Finn
1
In Moss, currying is stright forward. Simply change
diffh = |h,f,x| (f(x+h)-f(x-h))/(2*h)
into
diffh = |h| |f| |x| (f(x+h)-f(x-h))/(2*h)
That's boring, of course. Let's state the directional derivative:
diffh = |h| |v| |f| |x| (f(x+h*v)-f(x-h*v))/(2*h)
Usage examples you will find here: moss/doc/examples/differential-geometry.
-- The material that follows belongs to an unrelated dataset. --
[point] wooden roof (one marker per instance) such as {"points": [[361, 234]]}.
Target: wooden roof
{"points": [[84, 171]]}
How am I supposed to do this in Rust? It seems we are forced to box the inner closure:
type RtoR = Box<dyn Fn(f64)->f64>;
fn diffh(h: f64) -> impl Fn(RtoR) -> RtoR {
return move |f: RtoR| -> RtoR {
return Box::new(move |x| (f(x+h)-f(x-h))/(2.0*h));
}
}
fn main(){
let diff = diffh(0.0001);
let f = diff(Box::new(|x| x.ln()));
println!("{}",f(1.0));
}
Is it possible to reformulate diffh without dyn? Changing h into a type level constant is assumed to be bogus trait magic.
1 Like
krdln
2
In theory, "impl everything" could work:
fn diffh(h: f64) -> impl Fn(impl Fn(f64) -> f64) -> impl Fn(f64) -> f64 {
return move |f| {
move |x| (f(x+h)-f(x-h))/(2.0*h)
}
}
but nested impl are not allowed, so... let's try to be more explicit:
fn diffh<F>(h: f64) -> impl Fn(F) -> impl Fn(f64) -> f64
where F: Fn(f64) -> f64 { ... }
Unfortunately, we learn that:
impl Trait not allowed outside of function and inherent method return types.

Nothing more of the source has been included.